November 9 is the latest that has happened this century. Whether Yellowknife this year surpasses that mark remains to be seen, though it's looking likely.
There's one more way to look at the data: how much snow was on the ground on a given date each year.
We've taken November 6 as our reference point, since we've just completed that day this year. This time last year, there was 20 cm of snow on the ground by November 6.
There are only four other years in Yellowknife's record during which no snow was measured on the ground on November 6.
In 1958, the first snow had settled on October 8 – up to 15 cm – but that had gradually disappeared by early November.
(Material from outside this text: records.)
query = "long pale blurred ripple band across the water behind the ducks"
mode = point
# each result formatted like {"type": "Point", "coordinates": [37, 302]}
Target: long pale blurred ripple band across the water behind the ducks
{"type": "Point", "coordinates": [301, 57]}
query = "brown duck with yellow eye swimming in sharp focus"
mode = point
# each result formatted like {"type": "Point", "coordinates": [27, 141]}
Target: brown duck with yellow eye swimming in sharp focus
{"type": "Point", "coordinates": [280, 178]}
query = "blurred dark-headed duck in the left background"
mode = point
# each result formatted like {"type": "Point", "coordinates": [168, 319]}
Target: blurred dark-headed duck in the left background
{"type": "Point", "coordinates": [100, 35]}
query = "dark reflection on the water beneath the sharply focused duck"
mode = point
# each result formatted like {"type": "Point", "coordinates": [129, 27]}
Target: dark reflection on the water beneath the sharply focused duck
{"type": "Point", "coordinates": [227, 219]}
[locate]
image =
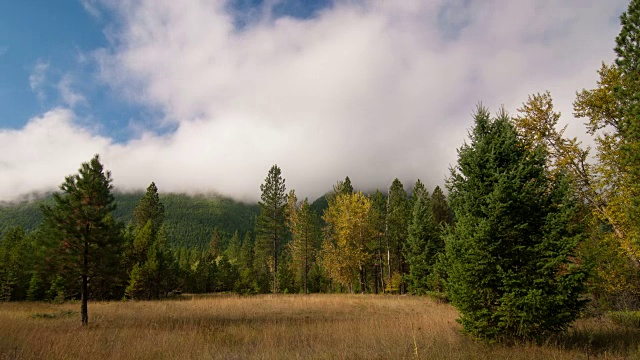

In 1970 there was 5 cm by mid-October but, again, it had vanished by November 6.
In 2010, again, there had been 15 cm on the ground in mid-October but none was left by November 6. (Another 10 cm had accumulated by November 10.)
In 1997, there is no record available.
A 'real-time example' at COP26
Yellowknife's warm October and almost-snowless start to November are taking place as world leaders and scientists gather for the COP26 climate conference in Glasgow.
Katrina Nokleby, member of the territory's legislature for Yellowknife's Great Slave district, is an N.W.T. delegate at the conference.
"A couple of people, when they realized I was here, sent me messages that normally they'd be out skidooing and hunting right now and there's no ice," Nokleby said from Scotland on Friday.
"I have been sharing that story and the fact that we have no snow, and our green Halloween, and how unusual that's been for me to see, even in the 15 years that I've been in the Northwest Territories.
"I very much am using those real-time examples we are seeing to impress upon people that climate change isn't something that's happening in 10 years, or 20 years, or 50 years. It's happening to us right now in the territory."
Chief Sangris said: "I'm glad world leaders have gathered in Scotland to talk about it and I'm really hoping that they will deal with it, because it is what it is – an industrial world – and it's having a huge impact on our climate."
He added he has seen two types of people react to the mild weather so far: "One type of people want the ice to freeze really quick and get this over with. The other people want to lay in the sun, wear sunglasses, and let this weather last as long as it can."
Johnson acknowledged there are Yellowknife residents who see the positives in maintaining warmer weather for longer.
"But when you look at the rippling and long-term effects, it's really not worth it in any sense," he added.
While individual weather events cannot in isolation represent climate change, Johnson says the N.W.T.'s experience in recent years demonstrates a shift in which weather events more frequently reach the extremes.
"I don't like to take weather phenomena and pin them on climate change but when you add up a series of weather events like we have seen in the past year or so – flooding, high water levels, milder winters, and now this – I think it's hard not to point to an overall change in the climate.
"It has a larger impact on how you view the place you live. In Yellowknife, we're not a place that usually gets four seasons and now, all of a sudden, we're going to get fall.
"I'm not sure what that does for our collective understanding of Yellowknife – we get a whole new season."